Орасте тоже рассмеялся.
— Фортвежцы рады-радешеньки, что мы вычистим ковнян с их земли, — заметил он, сплюнув на мостовую. — Туда им и дорога, скажу я тебе.
— Силы горние свидетели, я не великий любитель чучелок, но вот это… — Голос Бембо пресекся.
Рядом прошла симпатичная молоденькая каунианка — если уж ему приходилось приглядывать за пленниками, жандарм предпочитал хорошеньких и женского полу. За руку ее цеплялся мальчонка лет шести, совершенно счастливый — а мать его стискивала зубы до желваков на щеках, чтобы не завизжать. Бембо скрипнул зубами. Нет, без такой службы он мог бы обойтись.
Орасте сомнений не испытывал — Бембо завидовал ему в этом. Орасте редко сомневался. Как беркут, как гончий пес, старый жандарм бросался на указанную свыше добычу.
— Если б не здешние проклятые ковняне да не Валмиера с Елгавой, — сказал он, — то и войны никакой не было б. По мне, что бы ни сделали с сучьми детьми, и того мало будет.

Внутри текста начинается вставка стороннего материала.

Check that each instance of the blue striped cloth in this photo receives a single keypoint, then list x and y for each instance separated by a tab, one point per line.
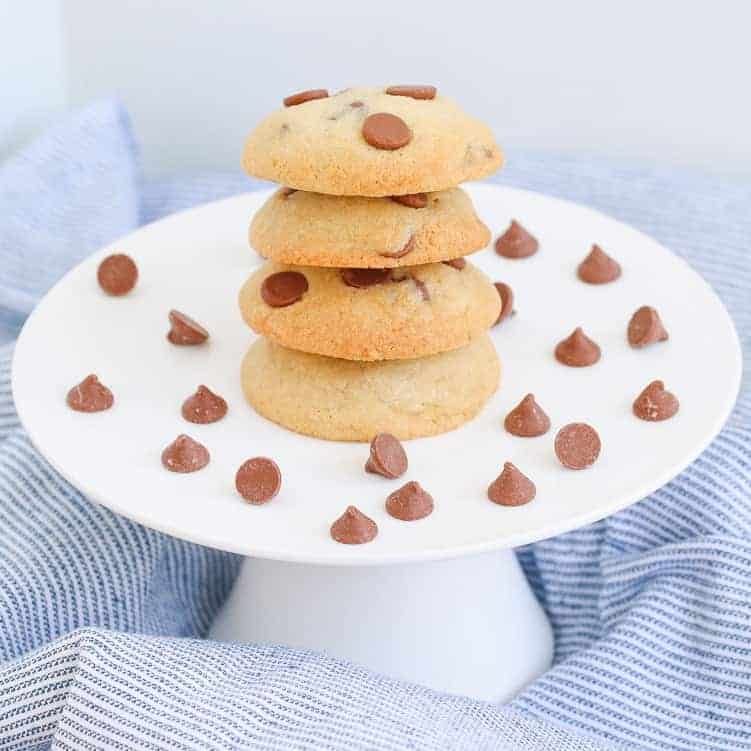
101	620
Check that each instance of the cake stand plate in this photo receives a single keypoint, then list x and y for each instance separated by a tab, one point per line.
468	625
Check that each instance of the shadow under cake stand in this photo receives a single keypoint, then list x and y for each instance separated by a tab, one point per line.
442	601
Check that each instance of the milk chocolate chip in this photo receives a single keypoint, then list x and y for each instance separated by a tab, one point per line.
527	419
655	403
361	278
645	327
386	131
598	267
577	350
117	274
90	396
353	527
511	487
283	288
185	331
413	200
387	457
409	246
456	263
185	455
305	96
507	301
410	502
204	407
577	445
516	242
258	480
416	92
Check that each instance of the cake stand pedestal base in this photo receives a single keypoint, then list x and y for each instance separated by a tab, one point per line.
467	625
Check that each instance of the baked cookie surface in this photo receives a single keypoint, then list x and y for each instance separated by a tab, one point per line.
326	145
344	400
314	229
375	315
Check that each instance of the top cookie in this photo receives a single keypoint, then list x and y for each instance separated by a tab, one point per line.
365	142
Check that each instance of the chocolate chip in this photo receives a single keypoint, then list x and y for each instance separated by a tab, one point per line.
387	457
527	419
456	263
353	527
185	455
511	487
416	92
386	131
258	480
204	407
422	288
598	267
516	242
305	96
577	445
409	246
185	331
655	403
645	327
90	396
361	278
283	288
410	502
507	301
117	274
413	200
577	350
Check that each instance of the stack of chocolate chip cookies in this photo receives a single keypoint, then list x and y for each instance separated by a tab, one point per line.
371	319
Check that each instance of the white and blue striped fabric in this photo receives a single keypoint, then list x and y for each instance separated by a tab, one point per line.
101	620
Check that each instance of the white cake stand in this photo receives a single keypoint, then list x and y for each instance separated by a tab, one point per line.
441	601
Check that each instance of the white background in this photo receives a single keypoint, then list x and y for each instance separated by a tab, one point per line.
661	80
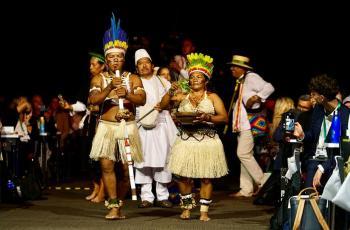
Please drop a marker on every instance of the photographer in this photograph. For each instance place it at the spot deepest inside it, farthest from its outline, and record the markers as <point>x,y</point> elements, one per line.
<point>323,90</point>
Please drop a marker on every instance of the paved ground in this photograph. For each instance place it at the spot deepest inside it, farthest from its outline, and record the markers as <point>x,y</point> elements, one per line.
<point>67,209</point>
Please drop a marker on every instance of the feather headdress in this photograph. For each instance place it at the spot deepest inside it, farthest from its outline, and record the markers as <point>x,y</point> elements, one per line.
<point>115,38</point>
<point>198,62</point>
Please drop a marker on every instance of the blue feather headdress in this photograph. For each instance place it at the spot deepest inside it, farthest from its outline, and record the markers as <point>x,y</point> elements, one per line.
<point>115,38</point>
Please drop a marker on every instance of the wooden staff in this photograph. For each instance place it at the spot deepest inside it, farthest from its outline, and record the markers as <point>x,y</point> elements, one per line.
<point>128,151</point>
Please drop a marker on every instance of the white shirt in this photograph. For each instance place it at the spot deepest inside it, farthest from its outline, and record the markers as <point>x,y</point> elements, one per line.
<point>253,85</point>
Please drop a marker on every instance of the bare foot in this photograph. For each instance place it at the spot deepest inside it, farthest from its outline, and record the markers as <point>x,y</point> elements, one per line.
<point>94,193</point>
<point>98,199</point>
<point>185,215</point>
<point>114,214</point>
<point>204,216</point>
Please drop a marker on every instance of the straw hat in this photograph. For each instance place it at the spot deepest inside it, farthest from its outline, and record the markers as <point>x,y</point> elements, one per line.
<point>241,61</point>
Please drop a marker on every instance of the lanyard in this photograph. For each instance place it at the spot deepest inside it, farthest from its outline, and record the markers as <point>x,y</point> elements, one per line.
<point>324,122</point>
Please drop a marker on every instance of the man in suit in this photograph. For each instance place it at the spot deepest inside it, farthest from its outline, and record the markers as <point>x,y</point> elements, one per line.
<point>323,90</point>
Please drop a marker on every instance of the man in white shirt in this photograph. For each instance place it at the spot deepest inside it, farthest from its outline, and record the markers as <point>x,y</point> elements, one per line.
<point>252,91</point>
<point>156,140</point>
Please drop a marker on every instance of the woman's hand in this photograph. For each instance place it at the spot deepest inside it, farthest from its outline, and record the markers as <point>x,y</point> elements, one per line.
<point>317,178</point>
<point>157,107</point>
<point>298,131</point>
<point>203,117</point>
<point>252,100</point>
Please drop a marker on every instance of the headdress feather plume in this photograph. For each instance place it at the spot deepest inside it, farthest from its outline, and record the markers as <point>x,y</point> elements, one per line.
<point>200,63</point>
<point>115,39</point>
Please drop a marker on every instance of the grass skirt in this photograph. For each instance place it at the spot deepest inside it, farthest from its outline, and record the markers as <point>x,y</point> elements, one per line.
<point>109,141</point>
<point>198,159</point>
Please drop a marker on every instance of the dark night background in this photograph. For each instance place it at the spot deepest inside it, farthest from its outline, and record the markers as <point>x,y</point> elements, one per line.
<point>45,48</point>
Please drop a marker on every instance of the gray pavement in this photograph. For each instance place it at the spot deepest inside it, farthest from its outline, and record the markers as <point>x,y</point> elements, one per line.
<point>67,209</point>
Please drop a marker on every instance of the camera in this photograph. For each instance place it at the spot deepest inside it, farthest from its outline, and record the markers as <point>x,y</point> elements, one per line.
<point>289,124</point>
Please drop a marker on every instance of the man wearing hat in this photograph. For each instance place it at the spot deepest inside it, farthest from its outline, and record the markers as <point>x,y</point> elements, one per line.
<point>156,141</point>
<point>251,91</point>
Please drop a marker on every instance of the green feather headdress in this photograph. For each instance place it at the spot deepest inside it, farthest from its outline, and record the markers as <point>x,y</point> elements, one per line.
<point>198,62</point>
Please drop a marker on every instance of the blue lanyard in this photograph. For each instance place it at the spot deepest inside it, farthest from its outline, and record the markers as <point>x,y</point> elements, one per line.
<point>324,121</point>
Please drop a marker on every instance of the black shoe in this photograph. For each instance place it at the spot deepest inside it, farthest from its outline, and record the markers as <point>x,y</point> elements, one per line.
<point>164,204</point>
<point>145,204</point>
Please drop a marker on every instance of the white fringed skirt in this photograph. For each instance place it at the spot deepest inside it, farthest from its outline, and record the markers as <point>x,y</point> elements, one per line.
<point>109,141</point>
<point>198,159</point>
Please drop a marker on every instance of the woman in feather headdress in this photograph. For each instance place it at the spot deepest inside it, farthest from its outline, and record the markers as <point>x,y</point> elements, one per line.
<point>198,152</point>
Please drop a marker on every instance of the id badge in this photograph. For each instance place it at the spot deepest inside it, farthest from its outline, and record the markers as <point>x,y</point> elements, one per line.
<point>321,153</point>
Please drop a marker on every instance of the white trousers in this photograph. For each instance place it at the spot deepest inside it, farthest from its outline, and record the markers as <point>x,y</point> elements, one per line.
<point>250,169</point>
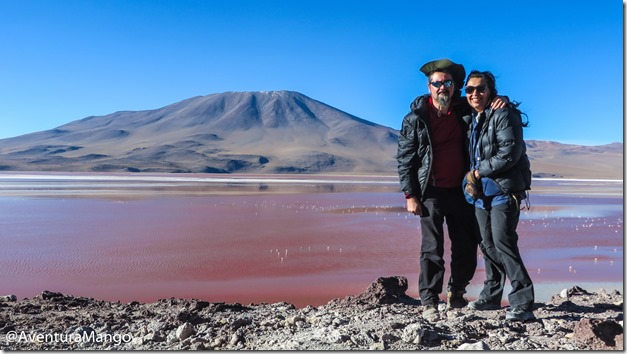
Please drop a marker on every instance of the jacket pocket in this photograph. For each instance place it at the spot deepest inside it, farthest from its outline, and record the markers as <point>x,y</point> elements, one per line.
<point>490,187</point>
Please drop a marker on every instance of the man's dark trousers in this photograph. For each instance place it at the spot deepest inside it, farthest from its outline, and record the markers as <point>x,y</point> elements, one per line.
<point>440,205</point>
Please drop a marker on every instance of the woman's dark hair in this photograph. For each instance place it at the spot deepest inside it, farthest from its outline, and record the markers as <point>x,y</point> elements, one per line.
<point>490,81</point>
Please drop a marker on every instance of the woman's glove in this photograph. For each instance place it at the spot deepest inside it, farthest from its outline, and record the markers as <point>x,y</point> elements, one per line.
<point>473,185</point>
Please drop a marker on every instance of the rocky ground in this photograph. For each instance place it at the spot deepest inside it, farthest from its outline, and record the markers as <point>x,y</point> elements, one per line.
<point>382,317</point>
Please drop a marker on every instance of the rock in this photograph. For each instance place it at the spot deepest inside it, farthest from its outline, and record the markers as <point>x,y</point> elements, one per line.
<point>474,346</point>
<point>184,331</point>
<point>599,334</point>
<point>8,298</point>
<point>413,333</point>
<point>381,318</point>
<point>385,290</point>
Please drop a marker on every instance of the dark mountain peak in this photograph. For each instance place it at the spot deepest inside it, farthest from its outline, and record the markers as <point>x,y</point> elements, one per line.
<point>261,131</point>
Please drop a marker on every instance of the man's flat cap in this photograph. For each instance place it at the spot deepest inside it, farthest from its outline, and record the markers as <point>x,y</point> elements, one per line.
<point>456,70</point>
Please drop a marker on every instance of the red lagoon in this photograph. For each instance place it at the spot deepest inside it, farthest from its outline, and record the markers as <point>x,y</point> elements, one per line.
<point>305,242</point>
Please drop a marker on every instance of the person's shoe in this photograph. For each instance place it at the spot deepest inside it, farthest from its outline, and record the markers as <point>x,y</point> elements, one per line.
<point>483,305</point>
<point>455,300</point>
<point>519,314</point>
<point>430,311</point>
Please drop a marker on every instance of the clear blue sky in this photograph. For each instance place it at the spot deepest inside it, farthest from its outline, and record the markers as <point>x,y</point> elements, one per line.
<point>66,60</point>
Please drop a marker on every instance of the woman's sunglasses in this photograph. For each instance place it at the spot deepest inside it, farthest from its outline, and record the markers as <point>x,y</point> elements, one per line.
<point>470,89</point>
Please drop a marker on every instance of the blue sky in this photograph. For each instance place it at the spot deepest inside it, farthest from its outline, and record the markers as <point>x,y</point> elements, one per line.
<point>66,60</point>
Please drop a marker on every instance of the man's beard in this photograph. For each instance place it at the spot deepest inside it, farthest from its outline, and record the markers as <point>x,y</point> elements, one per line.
<point>444,100</point>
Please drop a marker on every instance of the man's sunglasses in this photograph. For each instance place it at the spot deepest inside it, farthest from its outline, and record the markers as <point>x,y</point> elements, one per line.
<point>480,89</point>
<point>438,84</point>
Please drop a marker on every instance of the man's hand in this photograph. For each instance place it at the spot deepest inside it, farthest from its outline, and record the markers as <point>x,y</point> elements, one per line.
<point>473,184</point>
<point>413,206</point>
<point>499,102</point>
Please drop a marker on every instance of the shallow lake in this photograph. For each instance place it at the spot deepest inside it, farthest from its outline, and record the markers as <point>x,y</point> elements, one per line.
<point>300,239</point>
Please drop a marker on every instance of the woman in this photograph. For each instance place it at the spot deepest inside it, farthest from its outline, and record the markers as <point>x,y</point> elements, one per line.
<point>496,184</point>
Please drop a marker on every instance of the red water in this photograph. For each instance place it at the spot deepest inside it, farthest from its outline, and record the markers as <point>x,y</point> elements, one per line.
<point>305,249</point>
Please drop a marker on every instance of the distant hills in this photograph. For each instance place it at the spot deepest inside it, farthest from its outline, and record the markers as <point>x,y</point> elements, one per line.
<point>252,132</point>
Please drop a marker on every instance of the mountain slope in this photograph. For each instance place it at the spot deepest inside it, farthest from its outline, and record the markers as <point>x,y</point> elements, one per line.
<point>269,132</point>
<point>254,132</point>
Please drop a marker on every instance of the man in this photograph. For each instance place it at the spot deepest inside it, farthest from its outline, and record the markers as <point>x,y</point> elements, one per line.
<point>432,160</point>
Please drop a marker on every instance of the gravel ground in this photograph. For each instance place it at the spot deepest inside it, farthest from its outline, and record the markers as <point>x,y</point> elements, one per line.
<point>383,317</point>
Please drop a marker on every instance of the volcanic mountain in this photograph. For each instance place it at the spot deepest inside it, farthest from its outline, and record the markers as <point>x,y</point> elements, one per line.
<point>255,132</point>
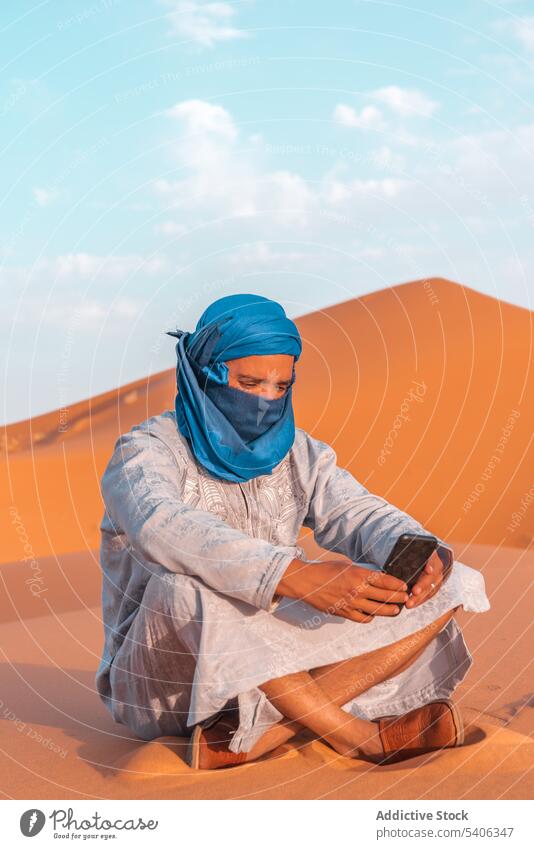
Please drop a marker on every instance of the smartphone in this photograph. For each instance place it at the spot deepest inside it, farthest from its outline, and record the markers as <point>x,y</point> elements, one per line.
<point>408,557</point>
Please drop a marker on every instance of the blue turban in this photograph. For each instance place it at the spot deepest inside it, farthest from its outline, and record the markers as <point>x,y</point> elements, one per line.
<point>236,435</point>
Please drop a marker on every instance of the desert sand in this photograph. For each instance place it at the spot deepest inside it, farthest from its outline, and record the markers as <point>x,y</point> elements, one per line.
<point>425,391</point>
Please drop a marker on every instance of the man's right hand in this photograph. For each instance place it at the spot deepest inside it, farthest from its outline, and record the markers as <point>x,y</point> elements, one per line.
<point>343,589</point>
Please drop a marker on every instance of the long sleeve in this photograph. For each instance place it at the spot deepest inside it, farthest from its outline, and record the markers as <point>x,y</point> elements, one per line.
<point>345,517</point>
<point>142,494</point>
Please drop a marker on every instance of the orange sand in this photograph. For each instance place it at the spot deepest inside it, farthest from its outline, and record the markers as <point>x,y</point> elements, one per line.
<point>448,463</point>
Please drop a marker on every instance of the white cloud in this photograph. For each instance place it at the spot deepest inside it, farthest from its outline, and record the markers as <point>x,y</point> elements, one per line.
<point>170,228</point>
<point>202,117</point>
<point>337,191</point>
<point>405,101</point>
<point>261,253</point>
<point>522,29</point>
<point>370,118</point>
<point>44,197</point>
<point>87,313</point>
<point>203,23</point>
<point>84,265</point>
<point>223,179</point>
<point>81,266</point>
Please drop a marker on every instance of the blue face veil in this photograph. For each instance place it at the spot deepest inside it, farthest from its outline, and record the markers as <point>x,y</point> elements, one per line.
<point>236,435</point>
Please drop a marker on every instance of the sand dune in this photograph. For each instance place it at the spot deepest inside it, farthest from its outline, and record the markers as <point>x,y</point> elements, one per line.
<point>425,391</point>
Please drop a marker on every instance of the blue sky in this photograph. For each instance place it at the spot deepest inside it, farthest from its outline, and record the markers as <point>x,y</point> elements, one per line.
<point>158,154</point>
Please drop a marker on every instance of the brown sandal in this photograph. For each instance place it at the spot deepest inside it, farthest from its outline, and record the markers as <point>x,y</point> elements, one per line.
<point>209,742</point>
<point>437,725</point>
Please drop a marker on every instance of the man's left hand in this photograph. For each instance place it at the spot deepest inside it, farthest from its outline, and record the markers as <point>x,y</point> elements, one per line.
<point>435,573</point>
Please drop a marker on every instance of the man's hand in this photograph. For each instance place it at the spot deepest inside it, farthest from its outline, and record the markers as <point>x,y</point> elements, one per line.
<point>435,573</point>
<point>343,589</point>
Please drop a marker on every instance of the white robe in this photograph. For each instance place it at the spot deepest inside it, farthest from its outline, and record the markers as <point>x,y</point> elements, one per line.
<point>190,566</point>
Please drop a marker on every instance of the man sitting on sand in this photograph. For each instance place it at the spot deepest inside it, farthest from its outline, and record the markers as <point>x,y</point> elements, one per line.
<point>216,625</point>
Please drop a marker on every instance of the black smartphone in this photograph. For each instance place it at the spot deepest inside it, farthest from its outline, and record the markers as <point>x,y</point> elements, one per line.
<point>408,557</point>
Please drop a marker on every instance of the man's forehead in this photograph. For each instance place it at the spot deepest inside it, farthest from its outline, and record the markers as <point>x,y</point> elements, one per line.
<point>263,365</point>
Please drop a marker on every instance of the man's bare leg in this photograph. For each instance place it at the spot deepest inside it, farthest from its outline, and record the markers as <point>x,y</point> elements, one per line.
<point>313,699</point>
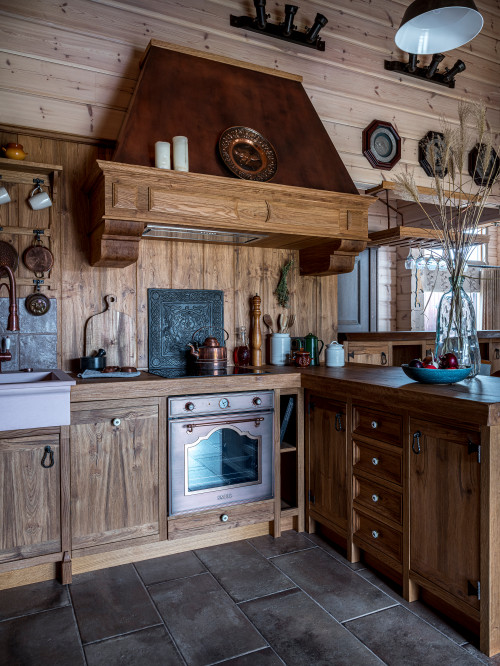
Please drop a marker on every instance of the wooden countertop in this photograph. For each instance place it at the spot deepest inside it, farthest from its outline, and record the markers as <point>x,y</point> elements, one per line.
<point>476,401</point>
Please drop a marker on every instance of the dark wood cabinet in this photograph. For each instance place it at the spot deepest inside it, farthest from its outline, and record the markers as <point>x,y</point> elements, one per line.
<point>327,463</point>
<point>114,471</point>
<point>445,509</point>
<point>30,496</point>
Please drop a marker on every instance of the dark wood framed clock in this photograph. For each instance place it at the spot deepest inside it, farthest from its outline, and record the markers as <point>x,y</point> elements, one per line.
<point>381,145</point>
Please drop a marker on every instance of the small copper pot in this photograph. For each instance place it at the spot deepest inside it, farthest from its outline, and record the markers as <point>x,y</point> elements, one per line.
<point>301,358</point>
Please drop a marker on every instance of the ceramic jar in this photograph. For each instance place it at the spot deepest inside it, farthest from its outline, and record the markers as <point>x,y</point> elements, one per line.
<point>14,151</point>
<point>280,348</point>
<point>334,355</point>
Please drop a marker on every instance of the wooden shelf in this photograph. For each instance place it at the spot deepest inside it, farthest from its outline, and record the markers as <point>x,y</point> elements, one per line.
<point>405,236</point>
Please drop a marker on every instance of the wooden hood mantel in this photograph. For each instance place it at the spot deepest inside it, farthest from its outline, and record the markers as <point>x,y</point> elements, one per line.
<point>329,229</point>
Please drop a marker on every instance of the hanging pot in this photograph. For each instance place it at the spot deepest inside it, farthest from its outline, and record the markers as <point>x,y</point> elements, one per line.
<point>38,258</point>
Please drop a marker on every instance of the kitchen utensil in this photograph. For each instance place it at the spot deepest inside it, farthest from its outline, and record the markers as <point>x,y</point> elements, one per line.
<point>334,355</point>
<point>37,303</point>
<point>268,321</point>
<point>97,362</point>
<point>8,256</point>
<point>210,351</point>
<point>426,376</point>
<point>280,348</point>
<point>38,258</point>
<point>301,358</point>
<point>112,331</point>
<point>14,151</point>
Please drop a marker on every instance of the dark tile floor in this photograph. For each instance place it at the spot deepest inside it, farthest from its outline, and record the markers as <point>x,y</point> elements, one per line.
<point>261,602</point>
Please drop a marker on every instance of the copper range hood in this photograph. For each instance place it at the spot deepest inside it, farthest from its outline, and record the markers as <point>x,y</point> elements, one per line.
<point>311,204</point>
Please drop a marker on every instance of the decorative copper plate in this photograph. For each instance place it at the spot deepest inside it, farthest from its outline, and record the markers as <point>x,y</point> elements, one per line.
<point>248,154</point>
<point>8,256</point>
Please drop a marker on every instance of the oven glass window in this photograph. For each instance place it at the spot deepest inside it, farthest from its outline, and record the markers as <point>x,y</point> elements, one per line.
<point>225,458</point>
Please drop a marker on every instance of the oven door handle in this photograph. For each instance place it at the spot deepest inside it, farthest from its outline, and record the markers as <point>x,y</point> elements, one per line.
<point>257,420</point>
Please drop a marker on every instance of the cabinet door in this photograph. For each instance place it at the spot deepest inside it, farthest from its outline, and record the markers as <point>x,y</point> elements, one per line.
<point>30,504</point>
<point>444,508</point>
<point>114,471</point>
<point>328,460</point>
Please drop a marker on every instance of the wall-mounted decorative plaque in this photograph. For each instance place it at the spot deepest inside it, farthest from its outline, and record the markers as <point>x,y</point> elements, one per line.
<point>174,315</point>
<point>381,145</point>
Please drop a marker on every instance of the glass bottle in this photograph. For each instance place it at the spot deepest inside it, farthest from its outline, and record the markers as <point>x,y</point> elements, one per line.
<point>242,350</point>
<point>456,327</point>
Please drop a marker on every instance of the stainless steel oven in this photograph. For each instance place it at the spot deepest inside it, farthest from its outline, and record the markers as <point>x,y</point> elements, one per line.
<point>220,450</point>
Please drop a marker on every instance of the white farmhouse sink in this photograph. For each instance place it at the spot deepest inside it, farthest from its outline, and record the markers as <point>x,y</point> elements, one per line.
<point>34,399</point>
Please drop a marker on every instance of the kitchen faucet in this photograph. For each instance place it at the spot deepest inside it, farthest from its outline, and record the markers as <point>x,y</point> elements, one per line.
<point>13,319</point>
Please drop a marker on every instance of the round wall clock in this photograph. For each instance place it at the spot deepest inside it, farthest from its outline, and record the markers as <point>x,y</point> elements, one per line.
<point>248,154</point>
<point>484,164</point>
<point>431,153</point>
<point>381,145</point>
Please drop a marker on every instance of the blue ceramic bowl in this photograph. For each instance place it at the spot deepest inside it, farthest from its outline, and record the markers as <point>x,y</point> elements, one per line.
<point>426,376</point>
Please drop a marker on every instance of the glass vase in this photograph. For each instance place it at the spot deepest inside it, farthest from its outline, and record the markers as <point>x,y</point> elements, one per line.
<point>456,327</point>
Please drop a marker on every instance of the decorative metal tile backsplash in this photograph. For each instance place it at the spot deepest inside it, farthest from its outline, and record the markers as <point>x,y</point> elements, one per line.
<point>174,315</point>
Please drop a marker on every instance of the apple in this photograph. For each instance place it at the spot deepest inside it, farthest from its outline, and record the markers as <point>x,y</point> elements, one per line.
<point>448,361</point>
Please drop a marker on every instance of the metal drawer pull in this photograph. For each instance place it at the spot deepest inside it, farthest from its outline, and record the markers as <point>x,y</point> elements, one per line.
<point>191,426</point>
<point>48,452</point>
<point>415,445</point>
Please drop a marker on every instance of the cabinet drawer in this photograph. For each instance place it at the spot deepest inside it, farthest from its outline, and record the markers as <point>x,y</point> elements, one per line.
<point>386,503</point>
<point>377,425</point>
<point>211,521</point>
<point>377,461</point>
<point>372,534</point>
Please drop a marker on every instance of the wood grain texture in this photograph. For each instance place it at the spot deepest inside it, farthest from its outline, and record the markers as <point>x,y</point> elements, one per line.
<point>116,464</point>
<point>113,331</point>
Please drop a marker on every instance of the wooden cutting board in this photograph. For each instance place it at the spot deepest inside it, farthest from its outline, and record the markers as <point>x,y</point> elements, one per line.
<point>113,331</point>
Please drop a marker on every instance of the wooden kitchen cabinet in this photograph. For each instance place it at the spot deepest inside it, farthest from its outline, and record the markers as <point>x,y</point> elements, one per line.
<point>445,483</point>
<point>30,497</point>
<point>115,471</point>
<point>327,463</point>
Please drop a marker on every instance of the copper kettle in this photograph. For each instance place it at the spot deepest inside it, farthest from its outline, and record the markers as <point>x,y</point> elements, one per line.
<point>210,351</point>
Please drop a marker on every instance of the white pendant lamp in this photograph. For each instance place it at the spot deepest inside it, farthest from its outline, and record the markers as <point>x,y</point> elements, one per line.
<point>434,26</point>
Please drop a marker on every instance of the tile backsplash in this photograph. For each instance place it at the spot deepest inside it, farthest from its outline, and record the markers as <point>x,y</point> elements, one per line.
<point>35,344</point>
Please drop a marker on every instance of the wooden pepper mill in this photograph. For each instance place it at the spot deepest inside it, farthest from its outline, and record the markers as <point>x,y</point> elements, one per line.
<point>256,339</point>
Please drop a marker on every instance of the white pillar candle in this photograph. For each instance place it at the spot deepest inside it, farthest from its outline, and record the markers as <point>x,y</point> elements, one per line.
<point>162,155</point>
<point>181,161</point>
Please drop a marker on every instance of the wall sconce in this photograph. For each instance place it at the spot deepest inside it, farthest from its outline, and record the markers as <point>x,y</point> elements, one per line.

Шлюхи и мразь, до последнего чучела.
— Угу, — рассеянно буркнул Бмбо, по-прежнему не сводя глаз с молодой каунианки и ее сына.
Пока они добирались до вокзала, над светловолосыми пленниками поглумился еще один фортвежский прохожий. В разгромленной фортвежской державе темноволосые туземцы составляли девять десятых населения; остальные же были каунианами, что поселились здесь в эпоху древней своей империи. И, как подметил Орасте, к своим чужеплеменным соседям фортвежцы относились без большой любви.
— Пошевеливайтесь! — прикрикнул сержант Пезаро вновь. — Пошевеливайтесь, а то хуже будет! Здесь вам не Эофорвик какой-нибудь! В здешних краях вы своим враньем никого с толку не собьете!
Эводио снова перевел его слова на старокаунианский. Язык империи в здешних краях сохранился в неприкосновенности.